Andrew replied, "What happened to the time? We can't be reaching Carlisle yet?" He looked at his watch. "I guess we are." Then, to Libby, "You didn't fall that time."

"Then you did see it?" She frowned. "Now, that's like Aileen. I'm sure there was no reason to get off the bus early except to prevent my meeting you. How long had you known Aileen before then, Andrew?"

"Not very long. Just enough to be able to recognize her at sight and to feel that I ought to offer her my seat."

Libby curled her lip.

Andrew grinned, "You can't be jealous of a might-have-been, surely? Besides, what difference would it have made? I'd have been sufficiently interested in you to work out a way of meeting you."

"But you didn't even look at me."

"I hardly had the chance."

"Then how would you have met me?"

"Some way.

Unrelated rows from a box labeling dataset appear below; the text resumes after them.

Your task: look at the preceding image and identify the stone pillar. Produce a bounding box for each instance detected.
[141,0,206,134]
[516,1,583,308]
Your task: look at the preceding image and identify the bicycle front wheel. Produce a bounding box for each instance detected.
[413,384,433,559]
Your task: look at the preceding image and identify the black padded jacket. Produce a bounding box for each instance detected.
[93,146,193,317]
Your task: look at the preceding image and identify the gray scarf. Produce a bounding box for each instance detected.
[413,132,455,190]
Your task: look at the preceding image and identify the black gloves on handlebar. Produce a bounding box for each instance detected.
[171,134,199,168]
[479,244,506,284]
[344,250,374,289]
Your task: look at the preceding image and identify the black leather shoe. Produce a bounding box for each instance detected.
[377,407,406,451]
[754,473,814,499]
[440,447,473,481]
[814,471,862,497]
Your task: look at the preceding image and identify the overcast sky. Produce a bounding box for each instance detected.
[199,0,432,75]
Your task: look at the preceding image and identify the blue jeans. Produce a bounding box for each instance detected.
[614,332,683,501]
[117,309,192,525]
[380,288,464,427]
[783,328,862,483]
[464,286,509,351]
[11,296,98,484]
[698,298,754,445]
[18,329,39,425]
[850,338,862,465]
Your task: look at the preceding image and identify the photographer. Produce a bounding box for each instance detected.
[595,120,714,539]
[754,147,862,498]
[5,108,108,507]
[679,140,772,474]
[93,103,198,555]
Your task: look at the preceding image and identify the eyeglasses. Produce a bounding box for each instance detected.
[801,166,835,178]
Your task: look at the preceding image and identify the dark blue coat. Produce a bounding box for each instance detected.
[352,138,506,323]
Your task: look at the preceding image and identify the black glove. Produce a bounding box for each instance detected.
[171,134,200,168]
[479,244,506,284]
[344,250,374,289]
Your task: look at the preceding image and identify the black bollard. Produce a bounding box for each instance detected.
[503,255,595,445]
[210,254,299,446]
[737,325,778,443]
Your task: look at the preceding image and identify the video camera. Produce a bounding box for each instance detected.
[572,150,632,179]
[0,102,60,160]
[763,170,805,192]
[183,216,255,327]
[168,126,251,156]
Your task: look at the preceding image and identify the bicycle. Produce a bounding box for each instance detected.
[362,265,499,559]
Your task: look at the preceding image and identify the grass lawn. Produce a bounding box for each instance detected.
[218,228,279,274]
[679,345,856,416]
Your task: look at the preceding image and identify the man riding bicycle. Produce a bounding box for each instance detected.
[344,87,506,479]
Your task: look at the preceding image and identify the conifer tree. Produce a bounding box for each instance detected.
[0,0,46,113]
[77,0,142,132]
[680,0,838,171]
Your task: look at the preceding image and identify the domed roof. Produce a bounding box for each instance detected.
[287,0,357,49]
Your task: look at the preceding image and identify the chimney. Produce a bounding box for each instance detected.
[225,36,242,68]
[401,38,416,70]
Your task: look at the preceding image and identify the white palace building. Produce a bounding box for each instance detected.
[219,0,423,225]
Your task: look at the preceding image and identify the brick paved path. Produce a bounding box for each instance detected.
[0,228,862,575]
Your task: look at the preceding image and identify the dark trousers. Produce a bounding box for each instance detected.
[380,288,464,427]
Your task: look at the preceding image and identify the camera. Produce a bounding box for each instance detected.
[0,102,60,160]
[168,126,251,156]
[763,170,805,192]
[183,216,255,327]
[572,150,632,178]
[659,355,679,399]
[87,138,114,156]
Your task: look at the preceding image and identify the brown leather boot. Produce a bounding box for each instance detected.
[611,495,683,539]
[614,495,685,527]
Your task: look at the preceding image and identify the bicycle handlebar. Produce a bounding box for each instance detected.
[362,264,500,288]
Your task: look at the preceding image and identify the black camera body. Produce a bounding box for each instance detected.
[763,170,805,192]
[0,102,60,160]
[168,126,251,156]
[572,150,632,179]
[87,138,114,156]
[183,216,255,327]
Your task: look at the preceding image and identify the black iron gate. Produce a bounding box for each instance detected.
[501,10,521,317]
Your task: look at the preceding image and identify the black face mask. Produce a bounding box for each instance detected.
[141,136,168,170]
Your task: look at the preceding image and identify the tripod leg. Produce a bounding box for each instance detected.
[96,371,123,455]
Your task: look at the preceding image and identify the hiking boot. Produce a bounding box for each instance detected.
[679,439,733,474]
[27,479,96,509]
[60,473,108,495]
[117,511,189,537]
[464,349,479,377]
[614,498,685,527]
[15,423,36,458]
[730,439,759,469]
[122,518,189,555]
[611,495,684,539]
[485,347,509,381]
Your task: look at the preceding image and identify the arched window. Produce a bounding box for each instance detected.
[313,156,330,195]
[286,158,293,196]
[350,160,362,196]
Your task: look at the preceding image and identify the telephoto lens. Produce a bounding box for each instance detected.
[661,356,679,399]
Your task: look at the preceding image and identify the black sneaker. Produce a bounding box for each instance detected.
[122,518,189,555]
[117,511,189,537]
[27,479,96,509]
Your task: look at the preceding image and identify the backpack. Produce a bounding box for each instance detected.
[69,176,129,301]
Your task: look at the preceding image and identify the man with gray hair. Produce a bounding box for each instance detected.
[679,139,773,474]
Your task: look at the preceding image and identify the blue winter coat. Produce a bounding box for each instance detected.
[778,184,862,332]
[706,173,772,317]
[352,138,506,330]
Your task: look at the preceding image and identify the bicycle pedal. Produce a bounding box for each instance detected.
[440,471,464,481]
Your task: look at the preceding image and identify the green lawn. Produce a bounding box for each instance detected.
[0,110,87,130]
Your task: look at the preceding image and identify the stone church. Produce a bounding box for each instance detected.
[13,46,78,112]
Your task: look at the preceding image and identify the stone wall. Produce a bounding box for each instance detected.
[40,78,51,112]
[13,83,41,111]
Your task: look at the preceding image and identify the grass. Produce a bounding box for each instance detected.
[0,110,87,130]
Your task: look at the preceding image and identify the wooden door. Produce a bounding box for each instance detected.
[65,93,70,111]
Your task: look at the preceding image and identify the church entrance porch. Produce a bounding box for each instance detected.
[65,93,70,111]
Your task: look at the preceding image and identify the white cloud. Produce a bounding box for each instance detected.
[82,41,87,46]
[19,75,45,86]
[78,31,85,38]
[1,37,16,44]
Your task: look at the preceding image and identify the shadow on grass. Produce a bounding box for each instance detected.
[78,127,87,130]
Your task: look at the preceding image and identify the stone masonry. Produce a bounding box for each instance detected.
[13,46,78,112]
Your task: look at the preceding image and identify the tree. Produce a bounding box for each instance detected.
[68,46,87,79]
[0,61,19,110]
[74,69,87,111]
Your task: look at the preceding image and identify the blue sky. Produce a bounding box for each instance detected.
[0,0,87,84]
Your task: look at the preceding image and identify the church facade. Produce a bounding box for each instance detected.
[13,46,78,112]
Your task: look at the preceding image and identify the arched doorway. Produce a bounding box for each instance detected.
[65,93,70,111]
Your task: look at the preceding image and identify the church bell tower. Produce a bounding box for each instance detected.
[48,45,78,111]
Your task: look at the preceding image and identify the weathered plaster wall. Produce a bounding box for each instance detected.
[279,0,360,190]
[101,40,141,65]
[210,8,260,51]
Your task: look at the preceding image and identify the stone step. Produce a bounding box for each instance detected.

I don't know how. But you'll admit this is a rather foolish argument we're having."

They were leaving Carlisle. Libby felt a trouble in her mind. The little man opposite had been following their whispered conversation, with only the loss of his smile to show that he understood. Libby said to him, "Can you show us more?"

Andrew interrupted, "Wait now, Libby. What are you going to try to do?"

She said, "I want to see our wedding day. What it would have been if I had caught the strap."

Andrew was visibly annoyed. "Now, that's not fair. We might not have been married on the same day, you know."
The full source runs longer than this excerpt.